I think there could have been something more like: “Important fact to understand about the situation: Even if superintelligence comes within the next 10 years, it’s pretty likely that sub-ASI systems will have had a huge impact on the world by then — changing the world in a few-year period more than any technology ever has changed the world in a few-year period. It’s hard to predict what this would look like [easy calls, hard calls, etc]. Some possible implications could be: [long list: …, automated alignment research, AI-enabled coordination, people being a lot more awake to the risks of ASI, lots of people being in relationships with AIs and being supportive of AI rights, not-egregiously-misaligned AIs that are almost as good at bio/cyber/etc as the superintelligences...]. Some of these things could be helpful, some could be harmful. Through making us more uncertain about the situation, this lowers our confidence that everyone will die. In particular, some chance that X, Y, Z turns out really helpful. But obviously, if we see humanity as an agent, it would be a dumb plan for humanity to just assume that this crazy, hard-to-predict mess will save the whole situation.”

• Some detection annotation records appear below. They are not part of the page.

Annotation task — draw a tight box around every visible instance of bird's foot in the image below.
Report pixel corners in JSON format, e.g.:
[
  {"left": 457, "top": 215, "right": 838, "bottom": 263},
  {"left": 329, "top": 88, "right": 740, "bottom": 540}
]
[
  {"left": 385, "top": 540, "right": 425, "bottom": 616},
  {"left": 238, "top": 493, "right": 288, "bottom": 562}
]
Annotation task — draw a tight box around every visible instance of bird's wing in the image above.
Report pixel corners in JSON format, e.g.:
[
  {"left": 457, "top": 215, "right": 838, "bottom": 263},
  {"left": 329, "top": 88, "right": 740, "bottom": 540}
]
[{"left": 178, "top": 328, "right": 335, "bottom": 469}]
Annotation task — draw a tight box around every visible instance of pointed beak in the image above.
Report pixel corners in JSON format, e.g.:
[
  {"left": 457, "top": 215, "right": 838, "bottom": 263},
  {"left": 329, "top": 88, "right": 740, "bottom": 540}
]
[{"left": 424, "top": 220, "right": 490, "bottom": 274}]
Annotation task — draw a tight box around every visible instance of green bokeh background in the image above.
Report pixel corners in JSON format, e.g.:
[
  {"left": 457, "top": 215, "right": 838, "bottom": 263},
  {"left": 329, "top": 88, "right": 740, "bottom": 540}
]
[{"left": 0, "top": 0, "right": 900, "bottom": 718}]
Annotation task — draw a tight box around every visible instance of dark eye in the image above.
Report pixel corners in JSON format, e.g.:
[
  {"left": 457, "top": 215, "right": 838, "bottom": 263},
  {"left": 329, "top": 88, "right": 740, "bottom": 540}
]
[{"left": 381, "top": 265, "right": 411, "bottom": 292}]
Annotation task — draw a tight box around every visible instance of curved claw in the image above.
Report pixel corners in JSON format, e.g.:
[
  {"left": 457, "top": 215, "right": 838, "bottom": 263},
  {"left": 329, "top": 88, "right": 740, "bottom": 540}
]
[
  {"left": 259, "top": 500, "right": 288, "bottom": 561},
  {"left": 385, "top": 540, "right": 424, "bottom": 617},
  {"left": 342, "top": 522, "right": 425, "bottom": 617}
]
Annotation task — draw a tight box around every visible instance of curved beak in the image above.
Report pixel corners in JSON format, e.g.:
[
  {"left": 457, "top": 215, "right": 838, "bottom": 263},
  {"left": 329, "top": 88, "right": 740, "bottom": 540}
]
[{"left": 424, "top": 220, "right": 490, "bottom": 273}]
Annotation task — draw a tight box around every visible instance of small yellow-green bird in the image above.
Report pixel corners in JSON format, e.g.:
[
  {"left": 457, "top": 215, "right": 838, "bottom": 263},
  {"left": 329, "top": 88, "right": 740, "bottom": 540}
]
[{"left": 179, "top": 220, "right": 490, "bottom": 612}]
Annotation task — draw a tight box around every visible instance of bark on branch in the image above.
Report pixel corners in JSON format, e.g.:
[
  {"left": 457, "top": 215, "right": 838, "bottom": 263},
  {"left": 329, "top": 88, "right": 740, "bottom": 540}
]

I.e. it could be presented as an important thing to understand about the strategic situation rather than as a proposed plan.
Modulo the sentence “this lowers our confidence that everyone will die”, since I don’t think it’s what they believe, or what I believe, though it’s messy. My guess is this period is also majorly responsible for increasing risks by creating tons of economic momentum that then make it hard to stop when you get to really risky AI, and so my best guess is the overall technological diffusion will make things riskier instead of less, though I don’t have a strong take either way.
Having the economic incentives plus other things explained, and being like “and yep, this seems like it might make things worse or better, it makes it harder to be confident about how things go, though the core difficulty remains”, would be good.
Through making us more uncertain about the situation, this lowers our confidence that everyone will die.
This seems to rely on the assumption that “there’s nowhere to go but up”: that we’re pretty certain of doom, so wildcards in the future can only make us less certain. But I don’t think that works. Wildcards in the future can also increase s-risks, and there’s no limit how bad things can get, potentially much worse than extinction.
I think the discussion wouldn’t have to be like “here’s a crazy plan”.
I think there could have been something more like: “Important fact to understand about the situation: Even if superintelligence comes within the next 10 years, it’s pretty likely that sub-ASI systems will have had a huge impact on the world by then — changing the world in a few-year period more than any technology ever has changed the world in a few-year period. It’s hard to predict what this would look like [easy calls, hard calls, etc]. Some possible implications could be: [long list: …, automated alignment research, AI-enabled coordination, people being a lot more awake to the risks of ASI, lots of people being in relationships with AIs and being supportive of AI rights, not-egregiously-misaligned AIs that are almost as good at bio/cyber/etc as the superintelligences...]. Some of these things could be helpful, some could be harmful. Through making us more uncertain about the situation, this lowers our confidence that everyone will die. In particular, some chance that X, Y, Z turns out really helpful. But obviously, if we see humanity as an agent, it would be a dumb plan for humanity to just assume that this crazy, hard-to-predict mess will save the whole situation.”
I.e. it could be presented as an important thing to understand about the strategic situation rather than as a proposed plan.
I agree that a section like this would be good!
Modulo the sentence “this lowers our confidence that everyone will die”, since I don’t think it’s what they believe, or what I believe, though it’s messy. My guess is this period is also majorly responsible for increasing risks by creating tons of economic momentum that then make it hard to stop when you get to really risky AI, and so my best guess is the overall technological diffusion will make things riskier instead of less, though I don’t have a strong take either way.
Having the economic incentives plus other things explained, and being like “and yep, this seems like it might make things worse or better, it makes it harder to be confident about how things go, though the core difficulty remains”, would be good.
This seems to rely on the assumption that “there’s nowhere to go but up”: that we’re pretty certain of doom, so wildcards in the future can only make us less certain. But I don’t think that works. Wildcards in the future can also increase s-risks, and there’s no limit how bad things can get, potentially much worse than extinction.